A person walks past an art piece made from toy guns and shaped into a peace symbol during an exhibit in Chicago on January 14, 2014. The exhibit displays the impact of the Firearm Concealed Carry legislation in Illinois, which allows the carrying iof concealed firearms in public places, that came into effect at the beginning of the year.
Over half of Americans believe the nation would be safer if more people carried concealed weapons, according to a Gallup poll released Tuesday.
The poll asked: “Suppose more Americans were allowed to carry concealed weapons if they passed a criminal background check and training course. If more Americans carried concealed weapons, would the United States be safer or less safe?”
Of those surveyed between October 7 and 11, 56 percent said safer, 41 percent said less safe and 3 percent had no opinion.
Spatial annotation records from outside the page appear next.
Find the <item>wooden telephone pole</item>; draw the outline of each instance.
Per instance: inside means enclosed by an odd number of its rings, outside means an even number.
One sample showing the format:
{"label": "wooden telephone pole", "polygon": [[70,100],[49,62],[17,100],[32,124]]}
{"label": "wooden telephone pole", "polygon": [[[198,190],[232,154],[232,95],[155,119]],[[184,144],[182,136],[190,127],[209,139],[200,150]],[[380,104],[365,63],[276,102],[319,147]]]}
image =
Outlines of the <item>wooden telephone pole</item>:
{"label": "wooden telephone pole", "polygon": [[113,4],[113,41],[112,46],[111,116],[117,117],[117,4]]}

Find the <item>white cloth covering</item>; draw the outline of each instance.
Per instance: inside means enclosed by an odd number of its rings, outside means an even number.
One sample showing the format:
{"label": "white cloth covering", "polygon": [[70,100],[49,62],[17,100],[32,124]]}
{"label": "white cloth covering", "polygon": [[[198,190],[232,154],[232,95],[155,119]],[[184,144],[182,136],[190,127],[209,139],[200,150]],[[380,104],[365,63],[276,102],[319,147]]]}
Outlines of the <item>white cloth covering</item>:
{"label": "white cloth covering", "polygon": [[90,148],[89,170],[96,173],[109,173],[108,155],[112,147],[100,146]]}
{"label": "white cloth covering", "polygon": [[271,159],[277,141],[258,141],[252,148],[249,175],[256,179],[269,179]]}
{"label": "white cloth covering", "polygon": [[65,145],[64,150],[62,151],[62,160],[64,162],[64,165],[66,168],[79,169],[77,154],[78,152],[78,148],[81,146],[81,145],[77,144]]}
The poll was conducted in the wake of the Roseburg, Oregon, community college shooting that left nine dead and seven seriously injured.
“Among key subgroups, Democrats and those with postgraduate education are least likely to believe that more concealed weapons would make the U.S. safer. Republicans and gun owners are most likely to say it would make the nation safer,” Gallup’s Frank Newport wrote of the poll’s findings.
Half of women compared to 62 percent of men thought it would make the nation more safe. Fifty-seven percent of those who had a high school education or less thought they would be safer, compared to only 35 percent of those with a postgraduate degree. Over 60 percent of those in rural areas and towns thought they would be more safe, compared to 50 percent of those in big cities and 52 percent in suburbs.
As for universal background checks on all gun purchases using a centralized database, 86 percent of those polled said they were in favor. Despite a vast majority agreeing on checks, the poll did not find consistent answers when asking about the relationship between background checks and mass shootings.
“If such a [background-check] law were passed, do you think it would reduce the number of mass shootings in the U.S. a great deal, a moderate amount, a little or not at all,” the poll asked. While 19 percent said “a great deal,” 31 percent answered “not at all.” “A little” received 22 percent of the vote and “a moderate amount” 28 percent.
The poll surveyed 1,015 adults by phone across the United States. It has a margin of error of 4 percent.